Unable to build Relay function twice

m3at · September 25, 2020, 5:48am

Hi all,

I’m encountering a peculiar issue when building a Relay function twice. It’s likely caused by a misunderstanding on my side, so I’m asking here before creating an issue on github.

In brief, when I do relay.build(…) it is working as expected but running it again I get an error

Here is the code to reproduce the issue:

import numpy as np
import onnx
import tvm
from tvm import relay
from tvm.contrib import graph_runtime

# Prepare parameters
input_shape = [1, 3, 380, 380]
example_input = np.random.randn(*input_shape).astype(np.float32)
target = "llvm -mcpu=core-avx2"
ctx = tvm.cpu(0)

# Get model from ONNX
onnx_model = onnx.load("./onnx_export/b4.onnx")
mod, params = relay.frontend.from_onnx(
    onnx_model, {"input0": input_shape},
)

# Build module
with tvm.transform.PassContext(opt_level=3):
    graph_module = relay.build(mod, target=target, target_host=target, params=params)

# Run, no issue
runtime_module = graph_runtime.GraphModule(graph_module['default'](ctx))
runtime_module.set_input(key="input0", value=tvm.nd.array(example_input))
runtime_module.run()
tvm_output = runtime_module.get_output(0).asnumpy()

# Build again, or use autotvm.task.extract_from_program
# Error (see below)
with tvm.transform.PassContext(opt_level=3):
    graph_module = relay.build(mod, target=target, target_host=target, params=params)

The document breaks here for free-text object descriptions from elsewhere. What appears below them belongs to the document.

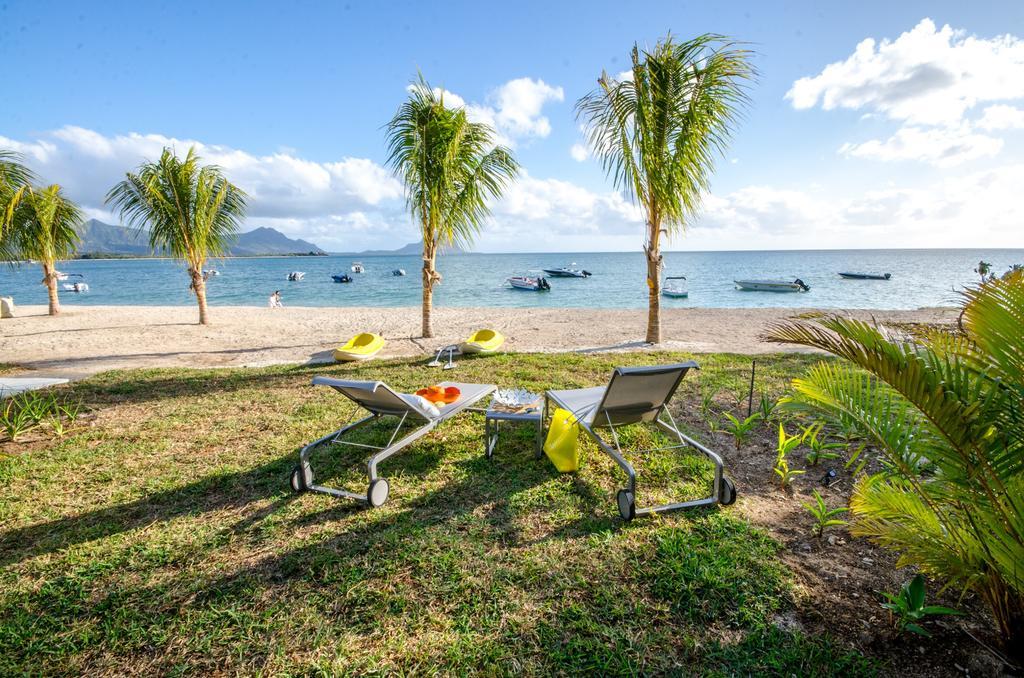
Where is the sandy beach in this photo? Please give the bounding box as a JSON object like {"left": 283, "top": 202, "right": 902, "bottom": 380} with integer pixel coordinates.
{"left": 1, "top": 304, "right": 957, "bottom": 379}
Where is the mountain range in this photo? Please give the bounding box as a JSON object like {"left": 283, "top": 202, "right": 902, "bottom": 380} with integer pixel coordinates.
{"left": 75, "top": 220, "right": 326, "bottom": 257}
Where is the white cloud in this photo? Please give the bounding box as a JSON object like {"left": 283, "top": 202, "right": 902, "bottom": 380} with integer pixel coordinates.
{"left": 787, "top": 18, "right": 1024, "bottom": 127}
{"left": 409, "top": 77, "right": 564, "bottom": 147}
{"left": 977, "top": 104, "right": 1024, "bottom": 130}
{"left": 838, "top": 125, "right": 1003, "bottom": 167}
{"left": 569, "top": 143, "right": 589, "bottom": 162}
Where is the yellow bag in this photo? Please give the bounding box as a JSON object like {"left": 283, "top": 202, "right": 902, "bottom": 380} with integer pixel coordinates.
{"left": 543, "top": 408, "right": 581, "bottom": 472}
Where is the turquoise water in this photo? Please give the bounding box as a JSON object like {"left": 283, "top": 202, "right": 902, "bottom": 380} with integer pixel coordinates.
{"left": 2, "top": 249, "right": 1020, "bottom": 310}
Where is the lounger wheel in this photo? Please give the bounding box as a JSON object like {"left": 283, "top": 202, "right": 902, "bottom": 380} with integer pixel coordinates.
{"left": 616, "top": 489, "right": 636, "bottom": 521}
{"left": 290, "top": 464, "right": 313, "bottom": 492}
{"left": 719, "top": 476, "right": 737, "bottom": 506}
{"left": 367, "top": 478, "right": 390, "bottom": 507}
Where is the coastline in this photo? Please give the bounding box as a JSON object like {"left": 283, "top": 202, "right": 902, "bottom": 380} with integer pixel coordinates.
{"left": 2, "top": 304, "right": 957, "bottom": 380}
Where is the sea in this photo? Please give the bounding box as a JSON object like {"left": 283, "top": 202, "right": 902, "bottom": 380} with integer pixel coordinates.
{"left": 1, "top": 249, "right": 1021, "bottom": 310}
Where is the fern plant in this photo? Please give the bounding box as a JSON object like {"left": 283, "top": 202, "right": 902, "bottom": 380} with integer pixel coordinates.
{"left": 768, "top": 271, "right": 1024, "bottom": 656}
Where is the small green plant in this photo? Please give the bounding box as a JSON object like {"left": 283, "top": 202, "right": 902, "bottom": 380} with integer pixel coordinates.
{"left": 707, "top": 415, "right": 721, "bottom": 437}
{"left": 730, "top": 387, "right": 749, "bottom": 410}
{"left": 1, "top": 394, "right": 42, "bottom": 441}
{"left": 802, "top": 422, "right": 845, "bottom": 466}
{"left": 757, "top": 393, "right": 778, "bottom": 422}
{"left": 49, "top": 398, "right": 82, "bottom": 437}
{"left": 773, "top": 424, "right": 805, "bottom": 489}
{"left": 802, "top": 490, "right": 848, "bottom": 537}
{"left": 881, "top": 574, "right": 962, "bottom": 637}
{"left": 699, "top": 387, "right": 719, "bottom": 418}
{"left": 721, "top": 412, "right": 761, "bottom": 450}
{"left": 844, "top": 442, "right": 868, "bottom": 477}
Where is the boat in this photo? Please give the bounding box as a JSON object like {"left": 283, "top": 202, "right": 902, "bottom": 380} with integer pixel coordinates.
{"left": 333, "top": 333, "right": 386, "bottom": 362}
{"left": 332, "top": 274, "right": 353, "bottom": 283}
{"left": 351, "top": 262, "right": 365, "bottom": 273}
{"left": 734, "top": 278, "right": 810, "bottom": 292}
{"left": 459, "top": 329, "right": 505, "bottom": 355}
{"left": 54, "top": 271, "right": 82, "bottom": 281}
{"left": 662, "top": 275, "right": 688, "bottom": 298}
{"left": 508, "top": 276, "right": 551, "bottom": 291}
{"left": 204, "top": 269, "right": 220, "bottom": 277}
{"left": 838, "top": 272, "right": 891, "bottom": 280}
{"left": 392, "top": 269, "right": 406, "bottom": 276}
{"left": 542, "top": 263, "right": 591, "bottom": 278}
{"left": 62, "top": 282, "right": 89, "bottom": 293}
{"left": 287, "top": 272, "right": 305, "bottom": 281}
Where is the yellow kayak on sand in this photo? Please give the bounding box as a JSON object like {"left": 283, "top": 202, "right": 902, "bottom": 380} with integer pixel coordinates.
{"left": 334, "top": 333, "right": 386, "bottom": 362}
{"left": 459, "top": 329, "right": 505, "bottom": 355}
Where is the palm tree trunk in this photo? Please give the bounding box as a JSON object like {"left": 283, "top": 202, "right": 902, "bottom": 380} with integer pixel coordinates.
{"left": 644, "top": 229, "right": 662, "bottom": 344}
{"left": 42, "top": 262, "right": 60, "bottom": 316}
{"left": 190, "top": 268, "right": 210, "bottom": 325}
{"left": 421, "top": 247, "right": 436, "bottom": 338}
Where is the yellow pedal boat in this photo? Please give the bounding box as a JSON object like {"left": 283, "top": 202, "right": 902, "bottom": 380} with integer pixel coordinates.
{"left": 459, "top": 329, "right": 505, "bottom": 355}
{"left": 333, "top": 333, "right": 386, "bottom": 362}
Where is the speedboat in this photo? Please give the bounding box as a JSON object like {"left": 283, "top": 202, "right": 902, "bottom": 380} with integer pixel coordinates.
{"left": 662, "top": 275, "right": 688, "bottom": 298}
{"left": 351, "top": 262, "right": 365, "bottom": 273}
{"left": 508, "top": 276, "right": 551, "bottom": 291}
{"left": 734, "top": 278, "right": 810, "bottom": 292}
{"left": 55, "top": 271, "right": 82, "bottom": 281}
{"left": 287, "top": 271, "right": 305, "bottom": 281}
{"left": 204, "top": 269, "right": 220, "bottom": 277}
{"left": 392, "top": 268, "right": 406, "bottom": 276}
{"left": 332, "top": 274, "right": 353, "bottom": 283}
{"left": 542, "top": 263, "right": 591, "bottom": 278}
{"left": 62, "top": 282, "right": 89, "bottom": 293}
{"left": 838, "top": 272, "right": 891, "bottom": 280}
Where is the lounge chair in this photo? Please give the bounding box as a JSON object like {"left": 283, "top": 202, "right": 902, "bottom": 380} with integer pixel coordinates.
{"left": 290, "top": 377, "right": 495, "bottom": 506}
{"left": 545, "top": 362, "right": 736, "bottom": 521}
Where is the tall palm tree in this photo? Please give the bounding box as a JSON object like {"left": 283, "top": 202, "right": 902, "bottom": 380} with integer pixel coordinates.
{"left": 5, "top": 184, "right": 83, "bottom": 315}
{"left": 0, "top": 150, "right": 35, "bottom": 249}
{"left": 576, "top": 35, "right": 754, "bottom": 343}
{"left": 106, "top": 147, "right": 247, "bottom": 325}
{"left": 767, "top": 272, "right": 1024, "bottom": 658}
{"left": 385, "top": 77, "right": 519, "bottom": 338}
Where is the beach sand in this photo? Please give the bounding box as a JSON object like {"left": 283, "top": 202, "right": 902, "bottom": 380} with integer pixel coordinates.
{"left": 2, "top": 304, "right": 957, "bottom": 379}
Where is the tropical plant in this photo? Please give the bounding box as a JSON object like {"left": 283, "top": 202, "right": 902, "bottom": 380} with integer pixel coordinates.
{"left": 0, "top": 150, "right": 34, "bottom": 246}
{"left": 575, "top": 35, "right": 754, "bottom": 343}
{"left": 802, "top": 489, "right": 848, "bottom": 537}
{"left": 801, "top": 422, "right": 845, "bottom": 466}
{"left": 385, "top": 77, "right": 519, "bottom": 338}
{"left": 699, "top": 386, "right": 719, "bottom": 418}
{"left": 721, "top": 411, "right": 761, "bottom": 450}
{"left": 767, "top": 271, "right": 1024, "bottom": 656}
{"left": 757, "top": 393, "right": 779, "bottom": 422}
{"left": 881, "top": 574, "right": 962, "bottom": 637}
{"left": 4, "top": 184, "right": 83, "bottom": 315}
{"left": 106, "top": 147, "right": 247, "bottom": 325}
{"left": 774, "top": 424, "right": 806, "bottom": 489}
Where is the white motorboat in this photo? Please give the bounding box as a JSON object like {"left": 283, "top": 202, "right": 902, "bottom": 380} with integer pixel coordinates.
{"left": 838, "top": 272, "right": 891, "bottom": 280}
{"left": 508, "top": 276, "right": 551, "bottom": 291}
{"left": 351, "top": 262, "right": 365, "bottom": 273}
{"left": 662, "top": 275, "right": 688, "bottom": 298}
{"left": 734, "top": 278, "right": 810, "bottom": 292}
{"left": 62, "top": 282, "right": 89, "bottom": 293}
{"left": 392, "top": 268, "right": 406, "bottom": 276}
{"left": 54, "top": 271, "right": 82, "bottom": 281}
{"left": 287, "top": 271, "right": 305, "bottom": 281}
{"left": 204, "top": 269, "right": 220, "bottom": 277}
{"left": 542, "top": 263, "right": 591, "bottom": 278}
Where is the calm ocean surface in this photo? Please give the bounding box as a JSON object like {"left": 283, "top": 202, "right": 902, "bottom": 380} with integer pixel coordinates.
{"left": 2, "top": 249, "right": 1021, "bottom": 310}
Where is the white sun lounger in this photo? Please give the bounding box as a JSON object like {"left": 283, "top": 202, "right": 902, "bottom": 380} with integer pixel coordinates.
{"left": 291, "top": 377, "right": 496, "bottom": 507}
{"left": 545, "top": 362, "right": 736, "bottom": 521}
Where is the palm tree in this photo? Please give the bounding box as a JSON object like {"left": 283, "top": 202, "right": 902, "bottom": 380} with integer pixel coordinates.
{"left": 0, "top": 150, "right": 35, "bottom": 248}
{"left": 385, "top": 77, "right": 519, "bottom": 338}
{"left": 106, "top": 147, "right": 247, "bottom": 325}
{"left": 5, "top": 184, "right": 83, "bottom": 315}
{"left": 767, "top": 272, "right": 1024, "bottom": 658}
{"left": 575, "top": 35, "right": 754, "bottom": 343}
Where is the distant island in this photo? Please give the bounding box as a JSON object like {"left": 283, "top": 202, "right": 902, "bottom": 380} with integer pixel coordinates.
{"left": 74, "top": 220, "right": 328, "bottom": 258}
{"left": 341, "top": 241, "right": 468, "bottom": 256}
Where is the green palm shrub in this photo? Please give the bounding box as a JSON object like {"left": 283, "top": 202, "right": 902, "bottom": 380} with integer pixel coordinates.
{"left": 768, "top": 272, "right": 1024, "bottom": 657}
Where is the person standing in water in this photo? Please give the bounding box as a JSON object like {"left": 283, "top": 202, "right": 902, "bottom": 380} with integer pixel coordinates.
{"left": 268, "top": 290, "right": 283, "bottom": 308}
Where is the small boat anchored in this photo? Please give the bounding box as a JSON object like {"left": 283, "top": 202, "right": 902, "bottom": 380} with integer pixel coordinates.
{"left": 542, "top": 263, "right": 591, "bottom": 278}
{"left": 287, "top": 271, "right": 305, "bottom": 281}
{"left": 662, "top": 275, "right": 688, "bottom": 298}
{"left": 734, "top": 278, "right": 810, "bottom": 293}
{"left": 838, "top": 272, "right": 891, "bottom": 280}
{"left": 351, "top": 262, "right": 365, "bottom": 273}
{"left": 62, "top": 282, "right": 89, "bottom": 293}
{"left": 508, "top": 276, "right": 551, "bottom": 291}
{"left": 332, "top": 274, "right": 353, "bottom": 283}
{"left": 392, "top": 268, "right": 406, "bottom": 277}
{"left": 54, "top": 271, "right": 83, "bottom": 281}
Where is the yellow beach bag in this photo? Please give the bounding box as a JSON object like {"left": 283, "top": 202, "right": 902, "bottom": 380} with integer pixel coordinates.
{"left": 543, "top": 408, "right": 581, "bottom": 472}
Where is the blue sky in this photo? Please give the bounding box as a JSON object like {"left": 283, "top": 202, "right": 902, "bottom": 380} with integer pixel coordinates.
{"left": 2, "top": 0, "right": 1022, "bottom": 252}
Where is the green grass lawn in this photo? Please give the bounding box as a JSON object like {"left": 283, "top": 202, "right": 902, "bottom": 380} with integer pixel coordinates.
{"left": 0, "top": 352, "right": 877, "bottom": 675}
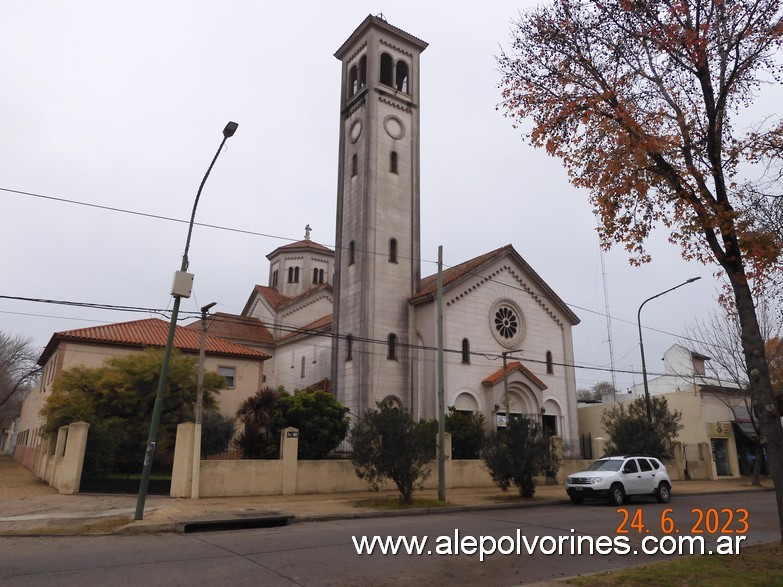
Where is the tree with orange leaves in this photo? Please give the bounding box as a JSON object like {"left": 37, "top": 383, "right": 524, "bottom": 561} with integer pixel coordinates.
{"left": 498, "top": 0, "right": 783, "bottom": 539}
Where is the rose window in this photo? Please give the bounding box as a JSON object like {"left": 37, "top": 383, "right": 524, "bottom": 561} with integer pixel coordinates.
{"left": 494, "top": 306, "right": 518, "bottom": 339}
{"left": 489, "top": 300, "right": 525, "bottom": 348}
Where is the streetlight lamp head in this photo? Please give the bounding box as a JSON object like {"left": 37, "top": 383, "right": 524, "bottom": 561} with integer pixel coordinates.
{"left": 223, "top": 121, "right": 239, "bottom": 138}
{"left": 201, "top": 301, "right": 218, "bottom": 313}
{"left": 686, "top": 277, "right": 701, "bottom": 283}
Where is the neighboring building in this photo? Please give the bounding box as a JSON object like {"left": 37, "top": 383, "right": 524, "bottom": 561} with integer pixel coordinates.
{"left": 629, "top": 343, "right": 714, "bottom": 397}
{"left": 196, "top": 16, "right": 581, "bottom": 443}
{"left": 579, "top": 344, "right": 757, "bottom": 479}
{"left": 13, "top": 318, "right": 269, "bottom": 469}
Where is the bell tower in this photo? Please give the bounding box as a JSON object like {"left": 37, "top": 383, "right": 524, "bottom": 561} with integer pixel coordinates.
{"left": 332, "top": 16, "right": 427, "bottom": 418}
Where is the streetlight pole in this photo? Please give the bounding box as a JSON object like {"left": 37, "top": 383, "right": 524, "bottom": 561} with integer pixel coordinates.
{"left": 135, "top": 121, "right": 238, "bottom": 520}
{"left": 637, "top": 277, "right": 701, "bottom": 427}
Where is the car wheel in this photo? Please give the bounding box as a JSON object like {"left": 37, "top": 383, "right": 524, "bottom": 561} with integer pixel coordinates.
{"left": 570, "top": 495, "right": 584, "bottom": 505}
{"left": 609, "top": 483, "right": 625, "bottom": 507}
{"left": 655, "top": 482, "right": 671, "bottom": 504}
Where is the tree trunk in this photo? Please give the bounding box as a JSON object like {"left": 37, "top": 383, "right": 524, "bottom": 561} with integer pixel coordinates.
{"left": 730, "top": 274, "right": 783, "bottom": 542}
{"left": 752, "top": 440, "right": 762, "bottom": 487}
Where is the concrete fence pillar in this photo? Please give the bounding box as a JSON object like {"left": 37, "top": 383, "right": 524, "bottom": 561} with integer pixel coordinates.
{"left": 171, "top": 423, "right": 196, "bottom": 498}
{"left": 281, "top": 427, "right": 299, "bottom": 495}
{"left": 49, "top": 426, "right": 69, "bottom": 486}
{"left": 592, "top": 436, "right": 607, "bottom": 460}
{"left": 57, "top": 421, "right": 89, "bottom": 494}
{"left": 37, "top": 434, "right": 57, "bottom": 480}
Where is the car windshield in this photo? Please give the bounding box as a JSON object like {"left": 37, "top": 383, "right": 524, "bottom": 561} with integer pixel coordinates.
{"left": 584, "top": 460, "right": 623, "bottom": 472}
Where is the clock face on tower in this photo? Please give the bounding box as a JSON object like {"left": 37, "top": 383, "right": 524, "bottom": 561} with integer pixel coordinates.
{"left": 349, "top": 119, "right": 362, "bottom": 143}
{"left": 383, "top": 115, "right": 405, "bottom": 139}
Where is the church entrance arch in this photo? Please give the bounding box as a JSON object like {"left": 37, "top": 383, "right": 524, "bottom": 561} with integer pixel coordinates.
{"left": 506, "top": 382, "right": 540, "bottom": 417}
{"left": 453, "top": 390, "right": 479, "bottom": 414}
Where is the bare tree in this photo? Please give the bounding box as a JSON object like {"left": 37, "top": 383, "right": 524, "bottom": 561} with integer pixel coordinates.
{"left": 0, "top": 332, "right": 41, "bottom": 428}
{"left": 684, "top": 298, "right": 781, "bottom": 485}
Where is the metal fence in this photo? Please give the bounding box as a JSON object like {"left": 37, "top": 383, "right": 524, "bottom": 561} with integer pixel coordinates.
{"left": 579, "top": 433, "right": 593, "bottom": 460}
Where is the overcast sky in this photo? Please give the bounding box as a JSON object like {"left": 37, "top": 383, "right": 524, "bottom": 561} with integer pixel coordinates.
{"left": 2, "top": 1, "right": 744, "bottom": 393}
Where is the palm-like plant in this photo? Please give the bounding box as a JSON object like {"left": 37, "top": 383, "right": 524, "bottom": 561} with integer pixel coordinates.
{"left": 234, "top": 386, "right": 280, "bottom": 459}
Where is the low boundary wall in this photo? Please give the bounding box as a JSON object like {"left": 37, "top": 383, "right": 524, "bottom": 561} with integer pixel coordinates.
{"left": 171, "top": 425, "right": 567, "bottom": 498}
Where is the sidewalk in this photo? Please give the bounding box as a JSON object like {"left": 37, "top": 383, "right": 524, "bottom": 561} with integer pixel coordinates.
{"left": 0, "top": 455, "right": 774, "bottom": 536}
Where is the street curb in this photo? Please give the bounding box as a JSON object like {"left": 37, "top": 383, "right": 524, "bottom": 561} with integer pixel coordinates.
{"left": 294, "top": 498, "right": 571, "bottom": 524}
{"left": 0, "top": 486, "right": 770, "bottom": 537}
{"left": 117, "top": 485, "right": 773, "bottom": 535}
{"left": 114, "top": 521, "right": 176, "bottom": 535}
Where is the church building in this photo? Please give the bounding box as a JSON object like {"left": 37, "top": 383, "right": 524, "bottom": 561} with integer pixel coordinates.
{"left": 215, "top": 15, "right": 581, "bottom": 441}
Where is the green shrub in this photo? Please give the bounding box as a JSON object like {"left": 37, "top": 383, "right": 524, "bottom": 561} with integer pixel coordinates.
{"left": 481, "top": 416, "right": 550, "bottom": 498}
{"left": 350, "top": 402, "right": 436, "bottom": 504}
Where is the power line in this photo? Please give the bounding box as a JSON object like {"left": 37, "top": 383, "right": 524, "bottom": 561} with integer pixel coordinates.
{"left": 2, "top": 293, "right": 671, "bottom": 379}
{"left": 0, "top": 187, "right": 300, "bottom": 246}
{"left": 2, "top": 186, "right": 712, "bottom": 375}
{"left": 1, "top": 184, "right": 700, "bottom": 340}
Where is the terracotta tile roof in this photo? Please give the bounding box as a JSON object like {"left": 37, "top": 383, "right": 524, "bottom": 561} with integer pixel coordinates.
{"left": 184, "top": 312, "right": 274, "bottom": 346}
{"left": 266, "top": 239, "right": 334, "bottom": 260}
{"left": 481, "top": 361, "right": 548, "bottom": 390}
{"left": 39, "top": 318, "right": 271, "bottom": 365}
{"left": 410, "top": 244, "right": 580, "bottom": 326}
{"left": 308, "top": 378, "right": 331, "bottom": 393}
{"left": 411, "top": 245, "right": 513, "bottom": 304}
{"left": 278, "top": 283, "right": 333, "bottom": 311}
{"left": 242, "top": 285, "right": 291, "bottom": 314}
{"left": 278, "top": 314, "right": 333, "bottom": 343}
{"left": 242, "top": 283, "right": 333, "bottom": 316}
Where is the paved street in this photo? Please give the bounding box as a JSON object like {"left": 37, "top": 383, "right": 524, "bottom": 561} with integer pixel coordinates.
{"left": 1, "top": 491, "right": 778, "bottom": 586}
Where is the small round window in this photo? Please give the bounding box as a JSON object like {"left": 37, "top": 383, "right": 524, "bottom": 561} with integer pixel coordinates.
{"left": 489, "top": 300, "right": 525, "bottom": 348}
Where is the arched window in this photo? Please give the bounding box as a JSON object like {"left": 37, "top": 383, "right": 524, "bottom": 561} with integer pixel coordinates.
{"left": 358, "top": 55, "right": 367, "bottom": 87}
{"left": 272, "top": 269, "right": 278, "bottom": 287}
{"left": 395, "top": 60, "right": 409, "bottom": 93}
{"left": 313, "top": 268, "right": 319, "bottom": 284}
{"left": 380, "top": 53, "right": 393, "bottom": 86}
{"left": 300, "top": 356, "right": 306, "bottom": 378}
{"left": 349, "top": 240, "right": 356, "bottom": 265}
{"left": 346, "top": 334, "right": 353, "bottom": 361}
{"left": 287, "top": 267, "right": 294, "bottom": 283}
{"left": 546, "top": 351, "right": 554, "bottom": 374}
{"left": 319, "top": 268, "right": 324, "bottom": 283}
{"left": 294, "top": 267, "right": 300, "bottom": 283}
{"left": 387, "top": 333, "right": 397, "bottom": 360}
{"left": 461, "top": 338, "right": 470, "bottom": 364}
{"left": 389, "top": 238, "right": 398, "bottom": 263}
{"left": 390, "top": 151, "right": 398, "bottom": 174}
{"left": 351, "top": 153, "right": 357, "bottom": 177}
{"left": 349, "top": 65, "right": 358, "bottom": 96}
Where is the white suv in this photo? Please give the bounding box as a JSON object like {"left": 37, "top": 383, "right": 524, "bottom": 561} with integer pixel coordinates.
{"left": 566, "top": 455, "right": 672, "bottom": 506}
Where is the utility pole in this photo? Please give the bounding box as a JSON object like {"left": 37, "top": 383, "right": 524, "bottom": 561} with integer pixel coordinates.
{"left": 191, "top": 301, "right": 216, "bottom": 499}
{"left": 436, "top": 246, "right": 445, "bottom": 502}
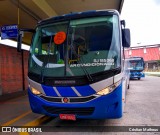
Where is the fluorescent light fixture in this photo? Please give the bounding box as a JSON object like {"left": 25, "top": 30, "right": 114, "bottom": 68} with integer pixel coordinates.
{"left": 0, "top": 37, "right": 30, "bottom": 51}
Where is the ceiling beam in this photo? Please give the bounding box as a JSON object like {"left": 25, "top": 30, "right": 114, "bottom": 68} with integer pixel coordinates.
{"left": 10, "top": 0, "right": 41, "bottom": 21}
{"left": 32, "top": 0, "right": 57, "bottom": 17}
{"left": 119, "top": 0, "right": 124, "bottom": 13}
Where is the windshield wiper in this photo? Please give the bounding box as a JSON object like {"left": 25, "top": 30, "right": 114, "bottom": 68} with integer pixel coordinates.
{"left": 69, "top": 43, "right": 94, "bottom": 82}
{"left": 65, "top": 21, "right": 93, "bottom": 82}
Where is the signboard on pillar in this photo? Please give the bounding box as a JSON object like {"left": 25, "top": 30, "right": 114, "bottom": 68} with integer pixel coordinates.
{"left": 1, "top": 24, "right": 18, "bottom": 39}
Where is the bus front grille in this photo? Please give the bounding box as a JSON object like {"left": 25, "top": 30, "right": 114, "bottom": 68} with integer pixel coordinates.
{"left": 40, "top": 95, "right": 96, "bottom": 103}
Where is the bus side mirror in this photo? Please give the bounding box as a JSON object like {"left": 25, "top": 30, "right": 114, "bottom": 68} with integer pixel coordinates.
{"left": 122, "top": 28, "right": 131, "bottom": 48}
{"left": 17, "top": 29, "right": 35, "bottom": 52}
{"left": 17, "top": 30, "right": 23, "bottom": 52}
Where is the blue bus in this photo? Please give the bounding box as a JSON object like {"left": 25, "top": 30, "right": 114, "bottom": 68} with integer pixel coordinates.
{"left": 17, "top": 10, "right": 130, "bottom": 120}
{"left": 128, "top": 57, "right": 145, "bottom": 80}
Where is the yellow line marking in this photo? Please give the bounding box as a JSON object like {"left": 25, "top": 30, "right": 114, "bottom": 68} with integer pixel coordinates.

Here is the relevant part of the of error:

  %45 = multiply(%43, %44);
  %46 = nn.pad(%45, pad_width=[[0, 0], [0, 0], [0, 1], [0, 1], [0, 0]]) an internal invariant was violated while typechecking your program [05:19:37] ../src/relay/op/nn/pad.cc:125: Check failed: data->shape.size() == param->pad_width.size(): There should be as many pad width pairs as shape dimensions but the shape has 4 dimensions and there are 5 pad width pairs.
; ;
  %47 = nn.conv2d(%46, meta[relay.Constant][38], strides=[2, 2], padding=[0, 0, 0, 0], groups=144, kernel_size=[3, 3]);

The model itself is an EfficientNet{B4,B6} exported as ONNX, can be obtained by running:

python3 -m pip install geffnet
wget "https://github.com/rwightman/gen-efficientnet-pytorch/blob/master/onnx_export.py"
python3 onnx_export.py ./onnx_export/b4.onnx --model="tf_efficientnet_b4_ns" --img-size=380

Do you have an idea of what is happening?

jwfromm · October 1, 2020, 4:57pm

It looks like your graph definition is being changed by build. Making this small modification to the code snippet you provided fixes the issue.

orig_mod = deepcopy(mod)

# Build module
with tvm.transform.PassContext(opt_level=3):
    graph_module = relay.build(mod, target=target, target_host=target, params=params)

# Run, no issue
runtime_module = graph_runtime.GraphModule(graph_module['default'](ctx))
runtime_module.set_input(key="input0", value=tvm.nd.array(example_input))
runtime_module.run()
tvm_output = runtime_module.get_output(0).asnumpy()

# Build again, or use autotvm.task.extract_from_program
# now works since we're using a copy of the original module.
with tvm.transform.PassContext(opt_level=3):
    graph_module = relay.build(orig_mod, target=target, target_host=target, params=params)

It looks like only the nn.pad operator is getting changed though, which is probably not intended behavior. @jroesch, do you have any idea why this is happening? Presumably during build the convolutions are converted to NCHWc and the pad is transformed to match. It’s strange that this ends up affecting the original module though.

m3at · October 2, 2020, 2:03am

Oh you’re right, simply using deepcopy avoid the issue, thank you Josh! If the change to nn.pad in the original module is not intended, should I create a github issue? I will wait for @jroesch reply.

jroesch · October 2, 2020, 8:32am

Module has methods which mutate it for performance reasons but the intent is that passes do not mutate the input module and instead return an updated module. I assume a pass is accidentally mutating the input module instead of doing a functional update, and returning the updated copy.

Most of the passes invoke the internal copy on write machinery to ensure we don’t mutate the input model, but potentially one of the passes has a bug which is causing it to mutate the input.

cc @zhiics I think Zhi has fixed a few cases like this before he might have more ideas.

zhiics · October 2, 2020, 4:27pm

Yeah, @jroesch explained all of it. This should be caused by some passes that mutate the IRModule. We fixed some of it before by using CopyOnWrite. It looks there are still more passes mutating the module.

m3at · October 5, 2020, 8:07am

Thank you for the explanations. It appear to be a bug (albeit not a significant one) so I created an issue on Github to keep track of it.